Keine Rosen für den Staatsanwalt

14. April 2011, 18:22

Dass sich der Unmut über den Zustand unserer Gerichtsbarkeit primär auf die Ministerin entlädt, verzerrt die Realität

Am 11. 4. 2011 erklärte der Präsident der Staatsanwälte in einem ORF-Interview, dass sich die Justiz in einer Krise befinde und die Suche nach dem Ausweg begonnen hätte.

Die Symptome sind bekannt: zu lange Verfahren im Zivil- und Strafbereich, eine unzufriedene Bevölkerung und eine gnadenlose mediale Kritik an "der Justiz" (die sich bisher allerdings viel zu wenig bis gar nicht auch mit der Verantwortung der Richter und Staatsanwälte befasst).

Was aber sind die Gründe?

Zum ersten: Die Justiz ist schlecht organisiert. Dafür tragen aber - nicht nur, aber auch - Richter und Staatsanwälte aufgrund der von ihnen erkämpften Freiheiten weitgehend selbst die Verantwortung. Die Frage ist nur, ob sie sie auch wahrnehmen. Richter wird nur, wer von Richtern ausgesucht und für diese Laufbahn für würdig befunden wird. Über Beförderungen entscheiden faktisch die aus Richtern bestehenden Personalsenate. Das Justizministerium kann aus diesen Vorschlägen nur auswählen und kommt auch in der Folge über die Rolle einer Zahlstelle kaum hinaus. So entwickelt sich ein die gesamte Richter- und Staatsanwaltschaft prägender Korpsgeist.

Notorische Reflexe

Entscheidungen und Kritik sind weder vorgesehen noch willkommen. Über ihre disziplinarrechtlichen Verfehlungen entscheiden sie selbst, zur Dienstleistung an der Bevölkerung fühlen sie sich als Kollektiv nicht verpflichtet. Gewerkschaft und Richtervereinigung führen diese elitäre Gesellschaft schon fast wie die Lehrergewerkschaft. Ziel ist die Abkoppelung von der staatlichen Kontrolle und Bewahrung der wohl erworbenen Rechte.
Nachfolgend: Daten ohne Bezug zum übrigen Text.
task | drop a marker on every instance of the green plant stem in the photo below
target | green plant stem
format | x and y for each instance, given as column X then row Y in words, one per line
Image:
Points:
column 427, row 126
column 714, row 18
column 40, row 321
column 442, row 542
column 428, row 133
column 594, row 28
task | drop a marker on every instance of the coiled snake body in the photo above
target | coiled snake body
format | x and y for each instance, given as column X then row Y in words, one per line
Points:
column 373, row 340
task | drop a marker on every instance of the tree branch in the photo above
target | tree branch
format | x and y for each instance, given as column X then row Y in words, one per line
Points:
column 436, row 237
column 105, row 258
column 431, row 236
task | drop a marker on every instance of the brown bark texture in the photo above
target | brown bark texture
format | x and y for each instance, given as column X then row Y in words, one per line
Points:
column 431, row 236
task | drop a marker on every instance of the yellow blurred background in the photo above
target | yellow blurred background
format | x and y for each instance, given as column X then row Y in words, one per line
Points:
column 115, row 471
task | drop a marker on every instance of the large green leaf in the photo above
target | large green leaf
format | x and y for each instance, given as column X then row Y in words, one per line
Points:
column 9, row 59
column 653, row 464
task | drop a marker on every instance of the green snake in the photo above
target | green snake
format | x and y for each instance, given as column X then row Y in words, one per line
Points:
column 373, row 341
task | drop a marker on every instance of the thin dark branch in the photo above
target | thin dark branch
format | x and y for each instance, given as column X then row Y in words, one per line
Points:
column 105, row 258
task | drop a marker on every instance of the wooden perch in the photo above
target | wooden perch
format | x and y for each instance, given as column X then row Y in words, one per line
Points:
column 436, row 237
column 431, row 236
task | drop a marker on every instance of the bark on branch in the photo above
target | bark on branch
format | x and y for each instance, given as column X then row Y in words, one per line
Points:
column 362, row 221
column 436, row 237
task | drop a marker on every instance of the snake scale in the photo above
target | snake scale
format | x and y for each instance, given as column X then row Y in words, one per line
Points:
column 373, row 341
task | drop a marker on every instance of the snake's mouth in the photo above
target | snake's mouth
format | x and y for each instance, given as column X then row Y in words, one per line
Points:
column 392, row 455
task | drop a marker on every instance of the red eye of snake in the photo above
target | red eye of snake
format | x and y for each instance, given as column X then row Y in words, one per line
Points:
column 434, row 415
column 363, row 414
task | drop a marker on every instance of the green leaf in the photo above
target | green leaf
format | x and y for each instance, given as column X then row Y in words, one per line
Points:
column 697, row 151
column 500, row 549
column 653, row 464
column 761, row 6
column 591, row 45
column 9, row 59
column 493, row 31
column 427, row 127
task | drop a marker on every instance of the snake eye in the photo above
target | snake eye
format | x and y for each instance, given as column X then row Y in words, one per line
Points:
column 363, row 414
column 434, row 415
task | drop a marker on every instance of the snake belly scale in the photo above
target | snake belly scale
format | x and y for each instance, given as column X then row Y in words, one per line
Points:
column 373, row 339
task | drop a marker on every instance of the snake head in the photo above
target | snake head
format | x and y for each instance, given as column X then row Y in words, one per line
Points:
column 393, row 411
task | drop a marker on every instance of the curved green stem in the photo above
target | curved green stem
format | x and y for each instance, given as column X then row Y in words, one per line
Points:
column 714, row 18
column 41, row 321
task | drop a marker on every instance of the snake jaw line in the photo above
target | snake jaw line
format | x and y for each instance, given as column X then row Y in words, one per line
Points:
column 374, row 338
Hinweise auf Mängel des Justizwesens werden reflexartig mit der Forderung nach mehr Personal beantwortet. - Dazu ein Beispiel aus der Zivilgerichtsbarkeit:

Früher wurden aus Gründen der Spezialisierung und der Expeditivität alle Prozesse gegen dieselben Beklagten von demselben Richter geführt. Diese Richter entwickelten Spezialwissen, was die Erledigung entsprechend beschleunigte. Allerdings: Nicht alle Richter waren bei diesem System punktgenau mit gleich viel Arbeit belastet. Mit dem Zauberwort "Arbeitsanfallgerechtigkeit" wurde erreicht, dass heute nach dem Zufallsprinzip jeder einlangende Akt jeweils dem nächstbesten Richter zugeordnet wird.

Das Ergebnis sieht man z.B. an der Causa Madoff bzw. UniCredit Bank Austria AG: Ca. 100 Akte werden am Handelsgericht Wien von 47 Richtern bearbeitet. Jeder Richter hat also im Durchschnitt zwei dieser Akten, das Mikadospiel ist eröffnet. Derjenige Richter, der als erster eine Entscheidung fällt, arbeitet sozusagen für die anderen, die nun ihrerseits bei ihren Verfahren abwarten.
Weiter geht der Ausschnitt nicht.